Other important works:
- Lesende junge frau, 1906, oil on canvas, Kunsthalle Kiel
- Blumengarten (ohne Figur), 1908, oil on canvas, Sotheby's purchaser 8 February 2012
- Anna Wieds Garten, 1907, oil on canvas, Private Collection
- Steigende Wolken, 1927, oil on canvas, Karl-Ernst-Osthaus-Museum, Hagen
- Grosse Sonnenblumen, 1928, oil on canvas, The Metropolitan Museum of Art, New York
- Blumen und Wolken, 1933, oil on canvas, Museum Sprengel, Hanover

In recent years, Nolde's paintings have achieved prices of several million US dollars, in auctions conducted by the leading international auction houses. On 8 February 2012, Blumengarten (ohne Figur) was sold by Sotheby's in London for US$3,272,673.

==Nazi-looted art==
Nolde's work has become the focus of renewed attention after a painting entitled Blumengarten (Utenwarf) from 1917, which now hangs in the art museum Moderna Museet, Stockholm, Sweden, and has been valued at US$4 million, was discovered to have been looted from Otto Nathan Deutsch, a German-Jewish refugee whose heirs, including a Holocaust survivor, are asking for its return. The Swedish government decided in 2007 that the museum must settle with the heirs. Deutsch was forced to flee Germany before World War II and left for Amsterdam in late 1938 or early 1939. The painting was sold to the Swedish museum at an auction in Switzerland, where it had resurfaced in 1967.

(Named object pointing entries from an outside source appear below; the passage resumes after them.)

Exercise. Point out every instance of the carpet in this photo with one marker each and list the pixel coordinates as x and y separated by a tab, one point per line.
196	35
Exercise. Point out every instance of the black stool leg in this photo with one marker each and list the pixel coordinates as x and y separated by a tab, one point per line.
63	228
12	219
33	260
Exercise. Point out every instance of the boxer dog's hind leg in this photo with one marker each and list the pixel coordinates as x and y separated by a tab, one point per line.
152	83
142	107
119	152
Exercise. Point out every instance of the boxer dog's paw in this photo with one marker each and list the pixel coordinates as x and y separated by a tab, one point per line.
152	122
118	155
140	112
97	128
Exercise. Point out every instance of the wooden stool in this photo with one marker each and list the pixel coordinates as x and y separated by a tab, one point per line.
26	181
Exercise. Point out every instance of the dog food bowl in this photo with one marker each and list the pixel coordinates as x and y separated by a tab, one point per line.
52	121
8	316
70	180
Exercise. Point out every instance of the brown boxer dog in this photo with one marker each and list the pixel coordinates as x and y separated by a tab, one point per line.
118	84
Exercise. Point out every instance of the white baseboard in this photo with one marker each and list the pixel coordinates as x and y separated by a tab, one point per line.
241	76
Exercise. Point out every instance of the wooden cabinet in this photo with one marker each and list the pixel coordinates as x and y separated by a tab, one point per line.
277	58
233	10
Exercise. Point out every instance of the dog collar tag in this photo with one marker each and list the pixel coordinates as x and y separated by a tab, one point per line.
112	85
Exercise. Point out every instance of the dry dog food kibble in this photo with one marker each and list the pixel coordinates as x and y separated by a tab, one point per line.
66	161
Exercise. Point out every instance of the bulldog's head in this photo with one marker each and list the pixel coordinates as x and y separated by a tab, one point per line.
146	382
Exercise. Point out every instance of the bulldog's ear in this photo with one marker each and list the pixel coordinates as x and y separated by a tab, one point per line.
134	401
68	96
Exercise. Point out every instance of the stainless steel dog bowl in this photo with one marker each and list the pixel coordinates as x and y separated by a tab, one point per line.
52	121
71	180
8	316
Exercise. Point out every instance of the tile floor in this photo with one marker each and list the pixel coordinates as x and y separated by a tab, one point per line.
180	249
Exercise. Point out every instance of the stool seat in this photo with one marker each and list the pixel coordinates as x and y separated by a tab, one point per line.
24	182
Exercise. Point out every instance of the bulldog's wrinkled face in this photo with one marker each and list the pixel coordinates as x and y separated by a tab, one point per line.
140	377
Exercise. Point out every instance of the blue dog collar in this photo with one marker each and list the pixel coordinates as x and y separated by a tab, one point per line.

In 2015, Nolde's Maiwiese (Maienwiese) [Meadow in May], 1915, (Inv. Nr. 94) was restituted by the Lentos Art Museum in Linz to the heirs of Dr. Otto Siegfried Julius.

In 2017 the Wilhelm Lehmbruck Museum Foundation restituted the painting “Women in a Flower Garden” by Emil Nolde to the heirs of Eduard Müller who was murdered in a Nazi concentration camp in 1942.

In 2019 the city of Düsseldorf agreed to restitute Nolde's The Actress to the heirs of Curt Schueler. The painting had been acquired for Düsseldorf by Conrad Doebbeke.

In 2000 the Wilhelm Lehmbruck Museum Foundation, Duisburg rejected a restitution request from the family of the Breslau (Wroclaw) collector Dr. Ismar Littmann for Nolde's painting Buchsbaumgarten (Boxtree Garden).